Jeffries and McGovern spoke with a number of local organizations at The Village cultural center, including the Massachusetts Women of Color Coalition and NAACP Worcester. Elected officials like City Councilor Khrystian King were also in attendance.

“We’re here to listen, we’re here to learn, and we’re here to uplift these communities,” Jeffries said. “And the best way to be able to do that is to have these intimate conference sessions with people who are on the ground doing the work each and every day.”

McGovern suggested Jeffries is a powerful force in Congress to help address issues at a local and national level, particularly with Republicans holding on to a razor-thin majority.
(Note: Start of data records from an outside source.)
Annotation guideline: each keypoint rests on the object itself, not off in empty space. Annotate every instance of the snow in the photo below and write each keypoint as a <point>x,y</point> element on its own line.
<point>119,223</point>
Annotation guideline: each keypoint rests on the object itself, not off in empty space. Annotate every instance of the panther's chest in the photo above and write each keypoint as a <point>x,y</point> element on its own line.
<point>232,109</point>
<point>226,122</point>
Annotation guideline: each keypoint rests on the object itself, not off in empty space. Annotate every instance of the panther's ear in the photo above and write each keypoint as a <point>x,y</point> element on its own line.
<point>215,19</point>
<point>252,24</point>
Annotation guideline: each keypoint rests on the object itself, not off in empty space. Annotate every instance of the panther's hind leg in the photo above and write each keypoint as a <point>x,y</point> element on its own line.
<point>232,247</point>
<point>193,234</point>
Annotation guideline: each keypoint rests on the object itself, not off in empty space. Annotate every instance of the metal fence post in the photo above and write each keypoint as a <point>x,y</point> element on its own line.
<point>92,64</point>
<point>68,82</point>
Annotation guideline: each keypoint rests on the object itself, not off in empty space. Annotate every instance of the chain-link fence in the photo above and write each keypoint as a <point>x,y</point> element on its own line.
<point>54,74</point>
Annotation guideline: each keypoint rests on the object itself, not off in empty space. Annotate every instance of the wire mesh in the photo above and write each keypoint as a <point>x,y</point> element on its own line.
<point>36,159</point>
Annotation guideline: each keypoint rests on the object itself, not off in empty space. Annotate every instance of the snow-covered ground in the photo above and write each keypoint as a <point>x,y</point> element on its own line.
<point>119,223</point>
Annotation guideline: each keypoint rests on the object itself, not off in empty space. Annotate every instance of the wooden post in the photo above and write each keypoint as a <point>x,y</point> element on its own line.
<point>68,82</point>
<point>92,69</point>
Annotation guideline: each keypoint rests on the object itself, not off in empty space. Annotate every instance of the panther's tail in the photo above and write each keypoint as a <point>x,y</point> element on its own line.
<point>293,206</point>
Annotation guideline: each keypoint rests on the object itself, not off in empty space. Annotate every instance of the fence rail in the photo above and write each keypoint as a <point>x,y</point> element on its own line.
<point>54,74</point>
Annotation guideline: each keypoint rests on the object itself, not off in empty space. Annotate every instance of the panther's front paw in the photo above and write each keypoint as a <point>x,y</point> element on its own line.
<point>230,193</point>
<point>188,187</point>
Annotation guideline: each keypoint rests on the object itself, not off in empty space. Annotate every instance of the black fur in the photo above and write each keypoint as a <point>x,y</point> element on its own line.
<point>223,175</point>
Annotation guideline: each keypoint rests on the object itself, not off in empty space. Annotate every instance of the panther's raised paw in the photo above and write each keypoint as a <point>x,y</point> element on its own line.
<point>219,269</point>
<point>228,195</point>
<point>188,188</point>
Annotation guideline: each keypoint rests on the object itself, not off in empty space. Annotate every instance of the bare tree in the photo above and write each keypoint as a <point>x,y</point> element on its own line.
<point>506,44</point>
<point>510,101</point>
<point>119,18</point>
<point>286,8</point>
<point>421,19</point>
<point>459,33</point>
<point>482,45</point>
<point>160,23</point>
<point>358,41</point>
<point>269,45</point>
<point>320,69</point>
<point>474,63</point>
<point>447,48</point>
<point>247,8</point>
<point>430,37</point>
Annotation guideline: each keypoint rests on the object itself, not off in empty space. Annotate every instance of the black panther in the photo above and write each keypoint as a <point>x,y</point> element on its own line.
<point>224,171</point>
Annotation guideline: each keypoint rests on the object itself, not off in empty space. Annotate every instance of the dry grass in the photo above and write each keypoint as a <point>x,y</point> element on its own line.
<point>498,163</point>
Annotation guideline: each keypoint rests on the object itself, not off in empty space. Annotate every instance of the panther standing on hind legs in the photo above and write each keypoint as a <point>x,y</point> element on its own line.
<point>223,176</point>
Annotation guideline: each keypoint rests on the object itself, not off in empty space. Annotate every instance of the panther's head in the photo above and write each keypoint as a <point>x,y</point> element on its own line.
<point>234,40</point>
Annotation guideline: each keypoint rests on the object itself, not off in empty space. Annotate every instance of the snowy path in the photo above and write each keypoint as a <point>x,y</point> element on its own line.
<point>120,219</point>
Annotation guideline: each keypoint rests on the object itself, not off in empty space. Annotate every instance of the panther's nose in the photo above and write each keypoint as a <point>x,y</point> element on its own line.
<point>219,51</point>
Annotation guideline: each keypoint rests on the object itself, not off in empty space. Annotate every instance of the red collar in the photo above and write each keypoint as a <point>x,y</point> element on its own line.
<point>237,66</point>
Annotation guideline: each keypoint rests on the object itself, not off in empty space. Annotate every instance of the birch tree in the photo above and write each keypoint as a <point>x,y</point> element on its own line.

“Hakeem Jeffries, I hope, will be the next Speaker of the House of Representatives, and he will be in a position to influence national policy that will have a direct impact on places like Worcester,” McGovern said. “And so, we came here to learn from people who are on the ground doing incredible work in our community, talking about the successes and some of the challenges. So this is unbelievably important.”

Should Jeffries ever become Speaker of the House, McGovern would likely find plenty of common ground to make progress in his work fighting food insecurity.

The two toured El Buen Samaritano, a volunteer-run nonprofit which helps connect Main South families to healthy food, clothing and other necessities.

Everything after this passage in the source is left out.